2019/03/05 by Zhengwei Bai, Baigen Cai, Bai, Zhengwei +5 · 2 citations
Computer Science · Engineering · #Advanced Neural Network Applications #Advanced Vision and Imaging #Artificial Intelligence (cs.AI) #Autonomous Vehicle Technology and Safety #Computer Vision and Pattern Recognition (cs.CV) #FOS: Computer and information sciences #cs.AI #cs.CV
paper · pdf · doi:10.48550/arxiv.1903.01712
5 pages, 8 figures, Accepted to 2018 Chinese Automation Congress (CAC)
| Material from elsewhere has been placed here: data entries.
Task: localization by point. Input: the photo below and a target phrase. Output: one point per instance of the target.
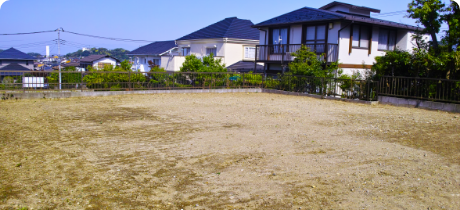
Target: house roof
(15, 55)
(302, 15)
(336, 3)
(155, 48)
(227, 28)
(245, 66)
(92, 58)
(307, 14)
(76, 64)
(14, 67)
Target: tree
(426, 12)
(307, 63)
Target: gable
(227, 28)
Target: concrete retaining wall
(33, 95)
(319, 97)
(420, 104)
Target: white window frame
(188, 51)
(247, 53)
(211, 48)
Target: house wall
(234, 53)
(112, 62)
(20, 62)
(141, 62)
(295, 34)
(172, 63)
(229, 50)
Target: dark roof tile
(227, 28)
(92, 58)
(307, 14)
(301, 15)
(155, 48)
(245, 66)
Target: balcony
(282, 53)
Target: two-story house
(343, 32)
(14, 60)
(233, 40)
(150, 55)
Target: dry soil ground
(225, 151)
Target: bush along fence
(405, 87)
(441, 90)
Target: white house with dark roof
(15, 60)
(343, 32)
(98, 62)
(150, 55)
(233, 40)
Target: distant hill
(118, 53)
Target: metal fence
(332, 87)
(124, 81)
(441, 90)
(129, 81)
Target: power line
(108, 38)
(390, 13)
(38, 32)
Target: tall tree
(426, 12)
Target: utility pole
(59, 55)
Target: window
(361, 37)
(279, 36)
(250, 52)
(185, 51)
(315, 38)
(212, 51)
(387, 39)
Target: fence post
(289, 83)
(129, 80)
(322, 85)
(368, 90)
(81, 81)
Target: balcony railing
(283, 52)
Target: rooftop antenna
(59, 54)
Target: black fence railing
(125, 81)
(417, 88)
(332, 87)
(430, 89)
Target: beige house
(232, 39)
(343, 32)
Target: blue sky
(141, 20)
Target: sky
(150, 20)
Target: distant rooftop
(227, 28)
(15, 55)
(155, 48)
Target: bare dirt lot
(225, 151)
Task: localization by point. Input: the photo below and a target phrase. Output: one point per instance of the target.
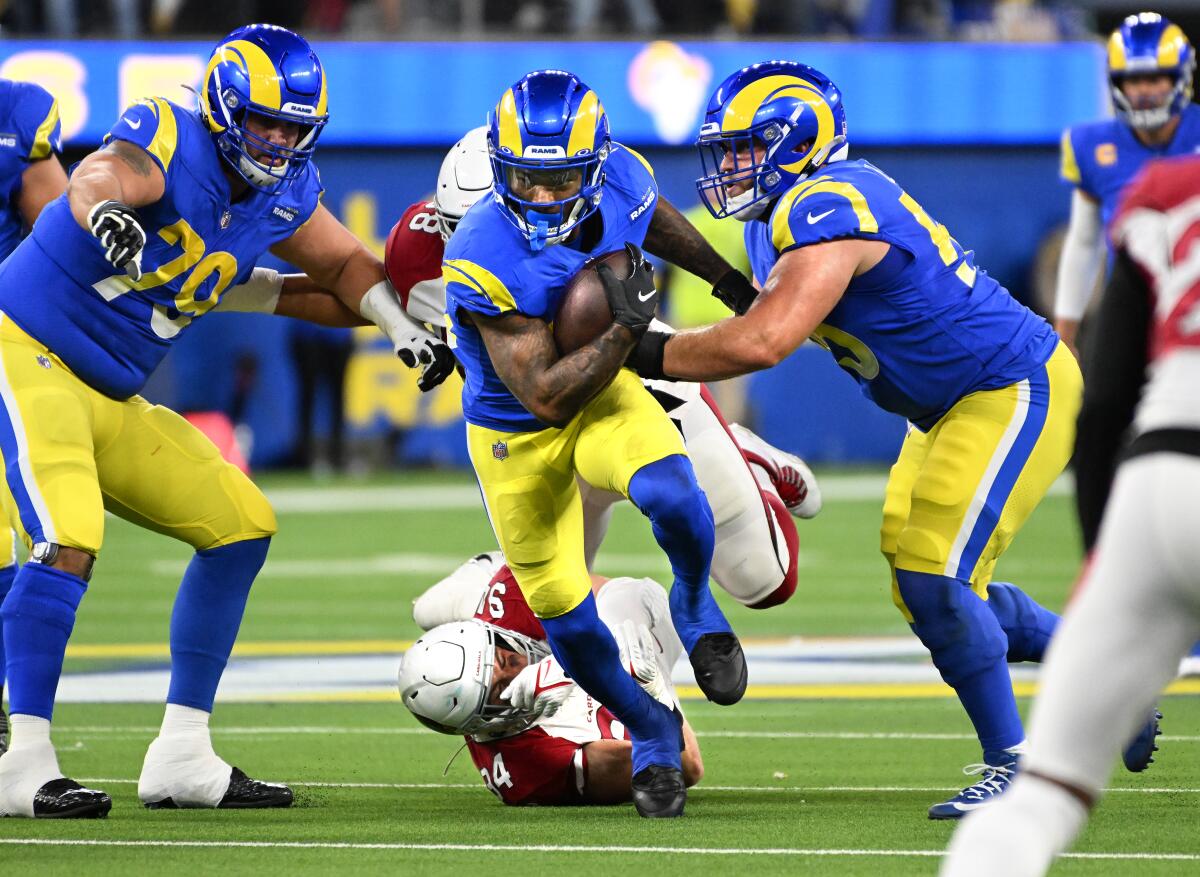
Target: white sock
(28, 764)
(184, 721)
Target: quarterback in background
(216, 187)
(534, 736)
(30, 176)
(1151, 66)
(845, 256)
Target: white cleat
(790, 475)
(456, 596)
arxiv created 2019/03/05 · openalex publication_date 2019/03/05 · arxiv updated 2019/03/06 · openalex created_date 2025/10/10 · openalex updated_date 2026/07/28
Motion Planning, as a fundamental technology of automatic navigation for the autonomous vehicle, is still an open challenging issue in the real-life traffic situation and is mostly applied by the model-based approaches. However, due to the complexity of the traffic situations and the uncertainty of the edge cases, it is hard to devise a general motion planning system for the autonomous vehicle. In this paper, we proposed a motion planning model based on deep learning (named as spatiotemporal LSTM network), which is able to generate a real-time reflection based on spatiotemporal information extraction. To be specific, the model based on spatiotemporal LSTM network has three main structure. Firstly, the Convolutional Long-short Term Memory (Conv-LSTM) is used to extract hidden features through sequential image data. Then, the 3D Convolutional Neural Network(3D-CNN) is applied to extract the spatiotemporal information from the multi-frame feature information. Finally, the fully connected neural networks are used to construct a control model for autonomous vehicle steering angle. The experiments demonstrated that the proposed method can generate a robust and accurate visual motion planning results for the autonomous vehicle.